Miskonsepsi dapat terjadi dalam setiap
dimensi kehidupan, bukan hanya dalam proses pembelajaran. Miskonsepsi dapat
menjadi penyebab awal gagalnya sebuah kebijakan yang diambil. Boleh jadi
kebijakan yang diambil sebenarnya sudah benar, namun miskonsepsi dapat
menyebabkan arah kebijakan yang telah diambil keluar dari jalur yang
seharusnya.
Demikian halnya dalam dunia
pendidikan. Kompleksitas masalah dalam dunia pendidikan sekarang ini menurut
saya disebabkan adanya miskonsepsi dalam memahami pendidikan itu sendiri
sehingga mengaburkan persepsi yang terbentuk. Berikut adalah beberapa
miskonsepsi yang umum terjadi dalam dunia pendidikan saat ini :
1.
Pendidikan
adalah Pengajaran.
Sebagian besar masyarakat di
negeri ini memiliki anggapan dan persepsi bahwa pendidikan identik dengan
pengajaran. Proses pendidikan dianggap selesai apabila telah melalui proses
pengajaran yang ditandai dengan transfer ilmu yang kemudian diukur dengan
pelaksanaan ujian. Kemudian hasil pendidikan itu diterjemahkan kedalam
angka-angka dalam bentuk laporan hasil.
Mari lihat kembali definisi pendidikan
dalam KBBI. Menurut KBBI, pendidikan adalah proses pengubahan sikap dan tata laku seseorang atau kelompok
orang dl usaha mendewasakan manusia melalui upaya pengajaran dan pelatihan.
Penekanan
pada pengertian di atas adalah pada proses pengubahan sikap dan tata laku yang
bukan sekedar transfer pengetahuan.

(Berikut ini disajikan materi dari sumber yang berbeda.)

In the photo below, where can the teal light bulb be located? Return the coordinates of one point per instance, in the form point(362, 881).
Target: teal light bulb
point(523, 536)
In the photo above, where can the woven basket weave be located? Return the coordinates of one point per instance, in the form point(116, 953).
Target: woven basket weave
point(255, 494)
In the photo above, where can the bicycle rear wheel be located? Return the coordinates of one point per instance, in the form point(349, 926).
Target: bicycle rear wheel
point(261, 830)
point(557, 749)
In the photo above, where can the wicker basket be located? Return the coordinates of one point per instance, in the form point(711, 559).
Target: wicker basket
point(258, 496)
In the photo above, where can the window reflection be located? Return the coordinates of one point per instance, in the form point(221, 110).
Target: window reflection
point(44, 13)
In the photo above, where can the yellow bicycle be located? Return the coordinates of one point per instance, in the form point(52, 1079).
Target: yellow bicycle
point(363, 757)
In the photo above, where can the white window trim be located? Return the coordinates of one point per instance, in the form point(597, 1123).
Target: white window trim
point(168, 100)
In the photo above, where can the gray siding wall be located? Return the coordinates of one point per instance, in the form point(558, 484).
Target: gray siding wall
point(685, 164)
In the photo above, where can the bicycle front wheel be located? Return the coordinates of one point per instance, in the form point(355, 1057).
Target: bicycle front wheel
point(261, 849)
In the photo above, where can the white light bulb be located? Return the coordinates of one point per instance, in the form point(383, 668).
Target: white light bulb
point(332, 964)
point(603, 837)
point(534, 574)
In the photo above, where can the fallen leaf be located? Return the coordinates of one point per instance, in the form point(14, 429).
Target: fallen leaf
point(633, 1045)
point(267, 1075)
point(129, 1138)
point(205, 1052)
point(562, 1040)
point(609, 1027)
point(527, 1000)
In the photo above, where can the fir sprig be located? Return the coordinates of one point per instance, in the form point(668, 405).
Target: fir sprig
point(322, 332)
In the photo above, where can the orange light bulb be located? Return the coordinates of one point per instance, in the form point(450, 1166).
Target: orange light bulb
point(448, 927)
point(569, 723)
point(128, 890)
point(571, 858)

Dalam hal ini, sikap dan tata laku tidak
cukup hanya dengan penjelasan tentang pengertian-pengertian sikap itu sendiri
melainkan harus turut pula dengan contoh yang nyata dan hadir dalam proses
pengajaran dan pelatihannya. Penekanan hanya dalam pengajaran dan pelatihan
saja akan melupakan sisi keteladanan dan pembiasaan yang jauh lebih efektif dalam
proses pendidikan karakter.
Miskonsepsi
yang seperti ini menjadikan proses pendidikan tidak berjalan baik di sekolah.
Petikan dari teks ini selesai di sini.